In "Consolations of the Forest" (Rizzoli Books, $24.95), French writer Sylvain Tesson goes off to live in a cabin in the Siberian taiga for most of a winter and part of a summer. I'm kind of a hermit at heart myself, and I loved reading about his days and weeks of solitude and the utterly natural way he took to life in the forest, training a tiny bird to accept his bread crumbs, snowshoeing up past the treeline in thigh-deep snow, spending hours gazing at a frozen Lake Baikal. Despite the solitude, there was plenty of action and emotion — he encountered some larger-than-life characters, acquired two dogs, drank a lot of vodka, more than seems humanly possible, and had his heart broken, long-distance.
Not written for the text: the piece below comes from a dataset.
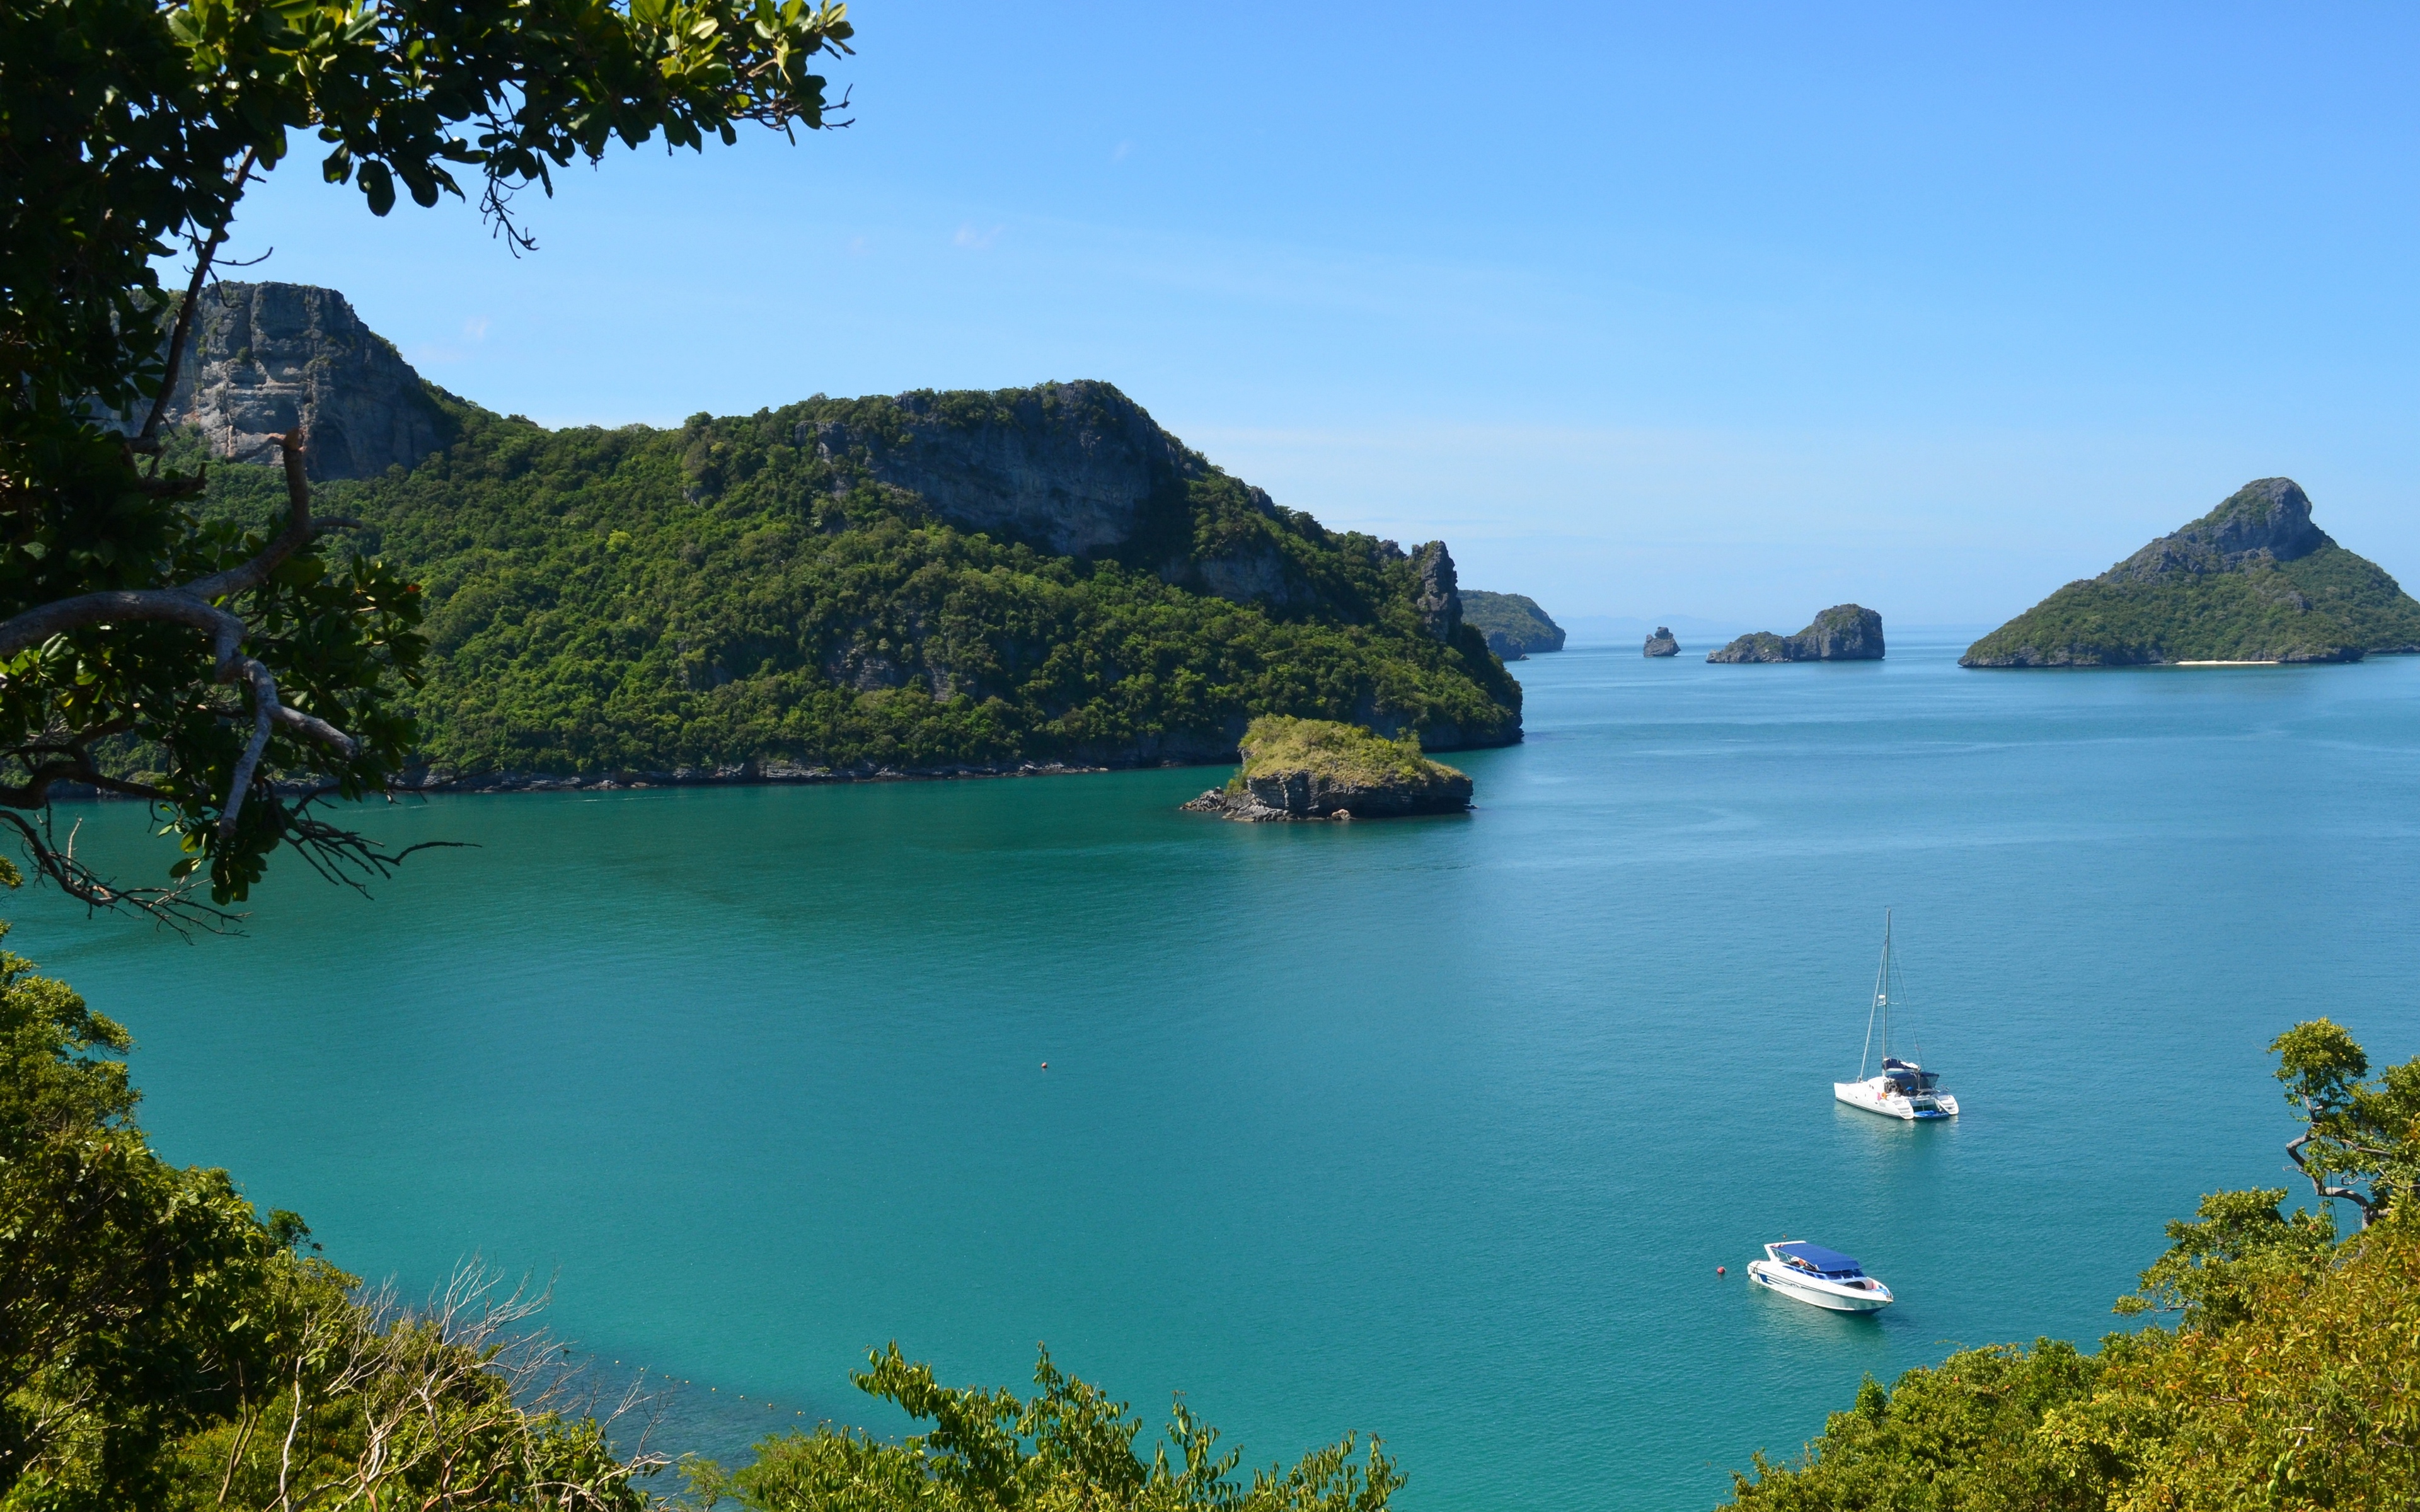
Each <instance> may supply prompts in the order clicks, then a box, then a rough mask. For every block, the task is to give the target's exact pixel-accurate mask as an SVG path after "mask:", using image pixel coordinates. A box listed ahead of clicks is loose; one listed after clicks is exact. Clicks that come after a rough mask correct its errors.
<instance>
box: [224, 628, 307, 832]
mask: <svg viewBox="0 0 2420 1512" xmlns="http://www.w3.org/2000/svg"><path fill="white" fill-rule="evenodd" d="M242 668H244V675H247V677H249V680H252V738H249V740H244V755H240V757H235V777H230V779H227V801H225V803H220V806H218V837H220V839H235V820H237V818H242V813H244V793H249V791H252V774H254V772H257V769H259V764H261V752H264V750H269V723H271V721H273V719H276V716H278V680H276V677H271V675H269V668H264V665H261V663H259V660H254V658H249V656H247V658H242ZM300 719H310V716H307V714H305V716H300Z"/></svg>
But I never got tired of the quieter moments, and his many and varied descriptions of ice and snow.
LAURIE HERTZEL
On Jan. 3, the New York Times Magazine went out on a limb with the headline: "George Saunders Has Written the Best Book You'll Read This Year." With a few weeks yet to go, I'd say they called it. In "The Tenth of December" (Random House, $26), Saunders takes our most debased language — the idioms of sales and self-help, for instance — and makes it heartbreakingly funny. His stories speak for the heartsick and striving and beleaguered among us — and while they're reminding us of our shared humanity, they manage to be brilliantly inventive and wildly entertaining.
ELLEN AKINS
On the night John Lennon died, Howard Norman was living in Canada's Northwest Territories, hanging out with an Inuit rock band that specialized in Lennon covers. In the central essay of his memoir "I Hate to Leave This Beautiful Place" (Houghton Mifflin Harcourt, $26), Norman mines this experience for a thoughtful (and funny) study of loss vs. connection and folklore vs. pop culture. The whole book suggests that Norman's life, much like his excellent fiction, has overflowed with strangeness and tragedy. But though he shares a crate-load of odd and harrowing experiences — a brother on the lam, a murder-suicide in his home — Norman doesn't oversell their drama or mine them for easy lessons. He's content with a Zen-like wonder at life's randomness, which gives his storytelling a cool but ultimately hopeful vibe.
Mark Athitakis
Following his astonishing, ecstatic first novel, "Tinkers," Paul Harding returns with "Enon" (Random House, $26), a searing tone-poem of a novel that delves into searing grief. Charlie Crosby lost his 13-year-old daughter when her bicycle was mangled by a car. A year later he is dosing himself with painkillers and whiskey. Pushed to an extreme of yearning and emotion, Charlie is a hapless Orpheus, "stepping over the same dark threshold, night after night, trying to follow her into the country of the dead in order to fetch her back." "Enon" is a deep and lovely book, studded with haunting images.